Documentation
¶
Overview ¶
Package ratelimit provides rate limiting functionality for the crawler.
Index ¶
- type AdaptiveRateLimiter
- type Limiter
- func (l *Limiter) Allow() bool
- func (l *Limiter) AllowDomain(domain string) bool
- func (l *Limiter) GetCrawlDelay(domain, userAgent string) time.Duration
- func (l *Limiter) GetRobots() *RobotsManager
- func (l *Limiter) IsAllowed(ctx context.Context, domain, path, userAgent string, respectRobots bool) bool
- func (l *Limiter) Reserve() *rate.Reservation
- func (l *Limiter) SetDomainDelay(delay time.Duration)
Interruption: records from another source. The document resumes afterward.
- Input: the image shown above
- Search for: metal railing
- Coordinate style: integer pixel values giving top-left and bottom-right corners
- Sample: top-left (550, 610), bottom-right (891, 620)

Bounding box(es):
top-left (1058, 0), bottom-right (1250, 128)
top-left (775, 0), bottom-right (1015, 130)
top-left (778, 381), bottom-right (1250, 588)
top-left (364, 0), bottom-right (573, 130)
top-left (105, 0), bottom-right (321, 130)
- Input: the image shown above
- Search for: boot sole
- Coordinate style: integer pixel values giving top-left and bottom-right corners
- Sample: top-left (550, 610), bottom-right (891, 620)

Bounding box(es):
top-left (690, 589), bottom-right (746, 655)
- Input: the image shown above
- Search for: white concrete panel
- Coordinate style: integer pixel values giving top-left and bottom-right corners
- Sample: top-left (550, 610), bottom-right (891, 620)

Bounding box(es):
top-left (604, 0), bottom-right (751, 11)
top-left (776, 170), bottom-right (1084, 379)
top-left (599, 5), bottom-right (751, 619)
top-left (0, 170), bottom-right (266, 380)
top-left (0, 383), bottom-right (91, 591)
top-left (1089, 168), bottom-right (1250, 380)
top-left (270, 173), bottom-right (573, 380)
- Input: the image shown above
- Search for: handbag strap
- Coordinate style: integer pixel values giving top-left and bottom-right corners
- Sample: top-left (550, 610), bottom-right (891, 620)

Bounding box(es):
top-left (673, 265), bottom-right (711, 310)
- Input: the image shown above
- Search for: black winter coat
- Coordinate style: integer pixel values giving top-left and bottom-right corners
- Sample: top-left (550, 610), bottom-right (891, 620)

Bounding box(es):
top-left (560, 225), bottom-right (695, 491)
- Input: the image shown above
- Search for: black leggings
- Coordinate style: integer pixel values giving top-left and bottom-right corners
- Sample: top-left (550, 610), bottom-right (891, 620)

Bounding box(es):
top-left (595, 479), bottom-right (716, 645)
- func (l *Limiter) SetDomainRate(domain string, requestsPerSecond float64, burst int)
- func (l *Limiter) SetRate(requestsPerSecond float64, burst int)
- func (l *Limiter) Stats() LimiterStats
- func (l *Limiter) Wait(ctx context.Context) error
- func (l *Limiter) WaitDomain(ctx context.Context, domain string) error
- type LimiterStats
- type RobotsManager
- type RobotsRules
Constants ¶
This section is empty.
Variables ¶
This section is empty.
Functions ¶
This section is empty.
Types ¶
type AdaptiveRateLimiter ¶
type AdaptiveRateLimiter struct {
*Limiter
// contains filtered or unexported fields
}
AdaptiveRateLimiter adjusts rate based on response times and errors.
func NewAdaptiveRateLimiter ¶
func NewAdaptiveRateLimiter(minRate, maxRate float64, burst int) *AdaptiveRateLimiter
NewAdaptiveRateLimiter creates a new adaptive rate limiter.
func (*AdaptiveRateLimiter) CurrentRate ¶
func (a *AdaptiveRateLimiter) CurrentRate() float64
CurrentRate returns the current rate.
func (*AdaptiveRateLimiter) RecordError ¶
func (a *AdaptiveRateLimiter) RecordError()
RecordError records a failed request.
func (*AdaptiveRateLimiter) RecordSuccess ¶
func (a *AdaptiveRateLimiter) RecordSuccess()
RecordSuccess records a successful request.
type Limiter ¶
type Limiter struct {
// contains filtered or unexported fields
}
Limiter implements rate limiting for crawling.
func NewLimiter ¶
NewLimiter creates a new rate limiter.
func (*Limiter) AllowDomain ¶
AllowDomain checks if a request to a domain is allowed without blocking.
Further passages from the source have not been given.